Mother May I Page 12

All these things sounded so personal. It made my skin crawl, and yet I leaned in.

“Tell me what you need.”

The call lasted a long time. We spoke softly to each other, intimate as whispers in the night. I wanted to keep talking with her, keep the line open to wherever in the world she had my child. She was gentle with me, perhaps sensing how near the edge I was, and I was gentle back. I did not think of her as a witch, or a stalker, or a kidnapper. I tried to speak to the part of her that was like me. Mother to mother.

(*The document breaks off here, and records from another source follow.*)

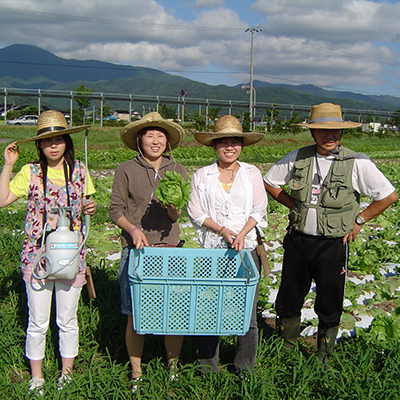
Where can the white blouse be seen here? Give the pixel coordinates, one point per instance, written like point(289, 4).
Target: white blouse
point(232, 209)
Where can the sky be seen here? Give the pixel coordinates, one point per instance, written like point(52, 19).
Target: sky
point(349, 45)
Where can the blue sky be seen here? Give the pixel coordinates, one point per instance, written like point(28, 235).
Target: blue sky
point(338, 45)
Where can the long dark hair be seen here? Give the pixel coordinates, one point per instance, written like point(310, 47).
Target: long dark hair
point(69, 156)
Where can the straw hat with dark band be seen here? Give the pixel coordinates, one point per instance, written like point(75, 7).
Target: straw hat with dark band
point(176, 134)
point(228, 126)
point(53, 123)
point(328, 116)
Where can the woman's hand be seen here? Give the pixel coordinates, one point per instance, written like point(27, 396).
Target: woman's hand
point(173, 212)
point(89, 207)
point(11, 154)
point(228, 235)
point(238, 243)
point(139, 238)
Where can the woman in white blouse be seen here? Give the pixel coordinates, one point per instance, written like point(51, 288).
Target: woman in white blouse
point(228, 201)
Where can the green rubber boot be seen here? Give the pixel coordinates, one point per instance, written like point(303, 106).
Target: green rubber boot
point(326, 343)
point(289, 329)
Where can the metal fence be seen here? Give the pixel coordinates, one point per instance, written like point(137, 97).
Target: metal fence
point(181, 102)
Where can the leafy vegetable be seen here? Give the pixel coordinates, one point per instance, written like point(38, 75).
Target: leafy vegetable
point(173, 189)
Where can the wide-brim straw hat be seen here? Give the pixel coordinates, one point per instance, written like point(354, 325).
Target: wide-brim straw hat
point(328, 116)
point(228, 126)
point(52, 123)
point(176, 134)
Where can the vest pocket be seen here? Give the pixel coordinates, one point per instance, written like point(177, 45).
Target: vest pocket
point(334, 197)
point(337, 224)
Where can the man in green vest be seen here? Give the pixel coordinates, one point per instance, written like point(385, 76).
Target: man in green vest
point(325, 182)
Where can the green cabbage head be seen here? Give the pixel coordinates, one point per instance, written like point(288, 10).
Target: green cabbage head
point(173, 189)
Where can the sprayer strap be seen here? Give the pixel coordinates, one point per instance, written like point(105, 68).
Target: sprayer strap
point(45, 179)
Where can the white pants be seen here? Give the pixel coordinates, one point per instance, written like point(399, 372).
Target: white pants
point(39, 305)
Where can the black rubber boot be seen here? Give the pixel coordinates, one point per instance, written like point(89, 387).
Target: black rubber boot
point(289, 329)
point(326, 343)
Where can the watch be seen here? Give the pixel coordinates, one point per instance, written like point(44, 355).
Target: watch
point(360, 220)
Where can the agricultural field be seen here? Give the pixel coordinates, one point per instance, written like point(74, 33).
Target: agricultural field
point(365, 364)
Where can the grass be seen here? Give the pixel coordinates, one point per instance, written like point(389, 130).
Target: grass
point(361, 368)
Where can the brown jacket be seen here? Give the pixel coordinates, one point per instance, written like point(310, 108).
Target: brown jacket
point(133, 196)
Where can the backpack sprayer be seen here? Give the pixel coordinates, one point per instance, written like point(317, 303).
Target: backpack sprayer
point(61, 259)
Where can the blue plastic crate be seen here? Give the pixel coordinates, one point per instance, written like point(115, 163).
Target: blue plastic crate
point(192, 291)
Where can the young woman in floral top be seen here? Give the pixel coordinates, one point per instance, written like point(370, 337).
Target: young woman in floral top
point(44, 184)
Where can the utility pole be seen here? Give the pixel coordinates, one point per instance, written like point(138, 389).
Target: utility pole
point(251, 30)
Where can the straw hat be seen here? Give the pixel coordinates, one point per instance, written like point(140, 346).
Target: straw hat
point(228, 126)
point(328, 116)
point(176, 134)
point(53, 123)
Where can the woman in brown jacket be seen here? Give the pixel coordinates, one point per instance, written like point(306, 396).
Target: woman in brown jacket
point(144, 221)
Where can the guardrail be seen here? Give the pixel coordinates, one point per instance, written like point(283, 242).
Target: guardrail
point(180, 101)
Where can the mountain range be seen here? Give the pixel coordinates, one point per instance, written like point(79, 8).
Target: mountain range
point(30, 67)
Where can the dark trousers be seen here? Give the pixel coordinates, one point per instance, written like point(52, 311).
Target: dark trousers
point(246, 346)
point(317, 258)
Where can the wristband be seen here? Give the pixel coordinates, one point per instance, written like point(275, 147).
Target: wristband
point(135, 227)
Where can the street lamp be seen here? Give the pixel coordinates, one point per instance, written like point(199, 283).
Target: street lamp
point(251, 30)
point(247, 88)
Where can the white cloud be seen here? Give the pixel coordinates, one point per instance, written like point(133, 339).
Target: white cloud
point(347, 43)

But when she was finished talking, she hung up. It closed my only live connection to my son. It was like the breaking of a spell.

I cried out, “Wait!”

She hadn’t told me when or even how I would get Robert back. But she was already gone.

My legs stopped working. I fell down. I was no longer inside myself. I floated up until I pressed into the ceiling, watching my body writhe and beat at the floor. It spun and bucked, shoving and kicking its way into the den, where it rolled to scream and bite at the carpet.

When my body calmed enough to let me back inside it, I was in my bedroom. It was dim and quiet. I sprawled on the floor beside the bed, the cheap cell phone still clutched in my hand. Even in my fugue state, I had been obedient, keeping it close. It was my only link to my son.

I stood up, creaky and slow, and the Bree I saw in the full-length mirror was a monster. Eyes puffed nearly shut. A swollen face streaked with mucus and mascara. As I stared, and long seconds ticked past, I realized I’d stopped crying. My throat was raw, hoarse from screaming, but I was calmer. I was ready to do what I had to do.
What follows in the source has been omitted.